$\displaystyle{\int \int 1 dxdy }$ over the region $R$ where $R = \{(x,y):x^2+y^2=16\}$
The solution given in class went like this:
$\displaystyle{\int_{-4}^{4} \int_{x=-\sqrt{4-y^2}}^{x=\sqrt{4-y^2}}1dxdy} = 2\int_{0}^{4}\int_{x=0}^{x=\sqrt{4-y^2}}dxdy$
The other question went like this
$\displaystyle{\int \int (x^2+y^2-1) dxdy} $ over the region $R$ where $R = \{(x,y):x^2+y^2=16\}$
The solution for this problem went like this:
$\displaystyle{\int_{-4}^{4} \int_{x=-\sqrt{4-y^2}}^{x=\sqrt{4-y^2}}(x^2+y^2-1)dxdy = 4\int_{0}^{4}\int_{x=0}^{x=\sqrt{4-y^2}}(x^2+y^2-1)dxdy}$
Is this a typo or there is a logic behind this?

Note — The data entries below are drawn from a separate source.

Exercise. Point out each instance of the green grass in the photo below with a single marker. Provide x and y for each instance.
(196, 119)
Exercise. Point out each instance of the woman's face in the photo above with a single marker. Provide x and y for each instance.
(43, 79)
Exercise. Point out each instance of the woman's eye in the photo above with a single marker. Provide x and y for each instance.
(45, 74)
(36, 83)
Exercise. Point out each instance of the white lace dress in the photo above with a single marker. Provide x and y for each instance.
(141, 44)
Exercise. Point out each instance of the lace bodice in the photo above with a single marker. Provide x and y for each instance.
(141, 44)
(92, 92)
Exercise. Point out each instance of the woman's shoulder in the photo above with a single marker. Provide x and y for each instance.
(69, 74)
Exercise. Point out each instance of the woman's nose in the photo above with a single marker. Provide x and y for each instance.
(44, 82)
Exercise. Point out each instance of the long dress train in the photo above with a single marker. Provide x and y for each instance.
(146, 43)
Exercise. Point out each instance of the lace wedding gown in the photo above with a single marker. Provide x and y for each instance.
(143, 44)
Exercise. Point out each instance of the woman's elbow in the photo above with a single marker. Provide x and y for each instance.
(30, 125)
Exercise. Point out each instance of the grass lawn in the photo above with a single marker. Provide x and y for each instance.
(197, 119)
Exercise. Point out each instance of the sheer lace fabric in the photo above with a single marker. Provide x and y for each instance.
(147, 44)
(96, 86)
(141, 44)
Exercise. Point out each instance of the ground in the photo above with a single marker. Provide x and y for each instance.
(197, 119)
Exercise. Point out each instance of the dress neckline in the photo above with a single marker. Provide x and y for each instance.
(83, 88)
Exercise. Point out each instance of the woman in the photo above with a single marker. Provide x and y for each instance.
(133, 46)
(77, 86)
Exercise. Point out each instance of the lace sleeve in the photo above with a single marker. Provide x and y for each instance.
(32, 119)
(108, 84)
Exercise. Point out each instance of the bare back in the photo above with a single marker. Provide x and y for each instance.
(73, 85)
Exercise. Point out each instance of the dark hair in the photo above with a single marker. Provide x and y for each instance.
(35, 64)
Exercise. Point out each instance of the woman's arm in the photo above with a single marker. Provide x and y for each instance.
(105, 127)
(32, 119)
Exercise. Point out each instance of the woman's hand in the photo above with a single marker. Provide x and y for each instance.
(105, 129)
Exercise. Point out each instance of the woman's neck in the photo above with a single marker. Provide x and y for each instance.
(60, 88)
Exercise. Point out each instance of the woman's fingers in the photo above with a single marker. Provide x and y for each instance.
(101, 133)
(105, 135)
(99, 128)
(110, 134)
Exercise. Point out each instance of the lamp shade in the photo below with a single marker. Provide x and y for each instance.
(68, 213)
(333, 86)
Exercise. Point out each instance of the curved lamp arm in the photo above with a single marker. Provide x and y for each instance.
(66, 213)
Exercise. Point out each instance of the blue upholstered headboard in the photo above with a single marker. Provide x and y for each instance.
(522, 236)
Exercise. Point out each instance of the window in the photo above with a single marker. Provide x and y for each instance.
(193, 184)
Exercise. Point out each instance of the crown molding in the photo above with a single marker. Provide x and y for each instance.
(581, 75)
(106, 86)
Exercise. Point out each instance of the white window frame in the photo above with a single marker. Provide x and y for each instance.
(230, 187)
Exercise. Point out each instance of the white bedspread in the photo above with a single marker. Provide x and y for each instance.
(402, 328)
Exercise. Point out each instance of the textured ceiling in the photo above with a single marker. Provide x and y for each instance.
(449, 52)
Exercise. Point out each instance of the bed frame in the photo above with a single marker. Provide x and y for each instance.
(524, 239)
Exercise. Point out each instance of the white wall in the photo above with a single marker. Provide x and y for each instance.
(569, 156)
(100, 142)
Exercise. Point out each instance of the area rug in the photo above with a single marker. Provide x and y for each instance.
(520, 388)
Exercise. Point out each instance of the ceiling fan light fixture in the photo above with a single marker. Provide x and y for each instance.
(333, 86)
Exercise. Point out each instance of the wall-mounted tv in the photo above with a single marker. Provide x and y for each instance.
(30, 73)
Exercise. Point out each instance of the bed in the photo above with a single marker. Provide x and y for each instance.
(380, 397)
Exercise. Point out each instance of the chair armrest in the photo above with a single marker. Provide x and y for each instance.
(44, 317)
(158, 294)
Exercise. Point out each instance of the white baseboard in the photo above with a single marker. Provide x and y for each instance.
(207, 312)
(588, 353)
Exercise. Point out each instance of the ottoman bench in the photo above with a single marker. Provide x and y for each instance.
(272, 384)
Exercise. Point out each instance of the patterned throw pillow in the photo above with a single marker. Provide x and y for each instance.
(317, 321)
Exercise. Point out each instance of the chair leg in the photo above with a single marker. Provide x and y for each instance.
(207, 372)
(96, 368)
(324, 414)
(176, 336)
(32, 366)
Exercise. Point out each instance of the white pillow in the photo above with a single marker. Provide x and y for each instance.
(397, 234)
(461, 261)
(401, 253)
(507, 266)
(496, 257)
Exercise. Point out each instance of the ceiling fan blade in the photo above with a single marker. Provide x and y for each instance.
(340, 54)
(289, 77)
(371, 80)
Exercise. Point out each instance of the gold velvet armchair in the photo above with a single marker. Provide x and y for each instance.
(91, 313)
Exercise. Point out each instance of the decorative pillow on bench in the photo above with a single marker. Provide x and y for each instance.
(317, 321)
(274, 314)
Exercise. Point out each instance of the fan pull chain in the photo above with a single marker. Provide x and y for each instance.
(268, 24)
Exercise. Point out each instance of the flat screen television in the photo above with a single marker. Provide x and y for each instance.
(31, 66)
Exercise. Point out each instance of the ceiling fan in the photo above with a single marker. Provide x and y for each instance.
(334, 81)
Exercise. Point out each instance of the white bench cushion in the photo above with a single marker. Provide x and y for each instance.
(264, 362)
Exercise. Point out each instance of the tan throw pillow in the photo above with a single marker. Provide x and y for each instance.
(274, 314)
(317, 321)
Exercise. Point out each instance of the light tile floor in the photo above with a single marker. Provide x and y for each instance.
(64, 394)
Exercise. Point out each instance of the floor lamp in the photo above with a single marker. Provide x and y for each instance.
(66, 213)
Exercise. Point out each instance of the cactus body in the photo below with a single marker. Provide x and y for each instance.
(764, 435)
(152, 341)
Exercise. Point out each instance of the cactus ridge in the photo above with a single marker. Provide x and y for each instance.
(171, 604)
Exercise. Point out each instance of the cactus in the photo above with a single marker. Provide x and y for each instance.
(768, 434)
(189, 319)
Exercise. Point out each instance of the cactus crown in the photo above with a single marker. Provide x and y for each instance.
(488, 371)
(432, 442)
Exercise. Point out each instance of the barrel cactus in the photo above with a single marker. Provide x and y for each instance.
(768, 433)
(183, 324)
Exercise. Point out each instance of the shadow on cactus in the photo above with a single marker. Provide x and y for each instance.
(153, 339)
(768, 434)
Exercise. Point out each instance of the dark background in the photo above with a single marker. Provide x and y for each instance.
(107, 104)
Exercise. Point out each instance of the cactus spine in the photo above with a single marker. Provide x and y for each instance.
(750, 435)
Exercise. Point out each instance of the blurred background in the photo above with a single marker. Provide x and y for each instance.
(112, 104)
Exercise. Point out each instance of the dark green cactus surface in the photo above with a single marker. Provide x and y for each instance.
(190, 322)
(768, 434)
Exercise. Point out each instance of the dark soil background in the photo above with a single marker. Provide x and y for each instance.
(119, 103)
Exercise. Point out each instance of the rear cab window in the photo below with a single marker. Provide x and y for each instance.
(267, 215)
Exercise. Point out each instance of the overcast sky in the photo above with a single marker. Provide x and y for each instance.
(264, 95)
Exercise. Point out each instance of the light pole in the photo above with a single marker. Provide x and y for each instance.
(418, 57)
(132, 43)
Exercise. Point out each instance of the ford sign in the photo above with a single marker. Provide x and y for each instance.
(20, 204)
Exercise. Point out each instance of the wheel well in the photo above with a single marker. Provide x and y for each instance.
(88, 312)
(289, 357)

Notice that the integrand is even for the component $x$. That is, $$f(-x,y)=f(x,y).$$ With that you can justify converting the integral $\int_{-\sqrt{4-y^2}}^{\sqrt{4-y^2}}dx$ into $2\int^{\sqrt{4-y^2}}_{0}dx$.
On the other hand, the function $\int f(x,y)dx$ is even for the component $y$. That is, $$\int f(x,-y)dx=\int f(x,y)dx.$$ This justifies splitting the other integral, $\int_{-4}^4$.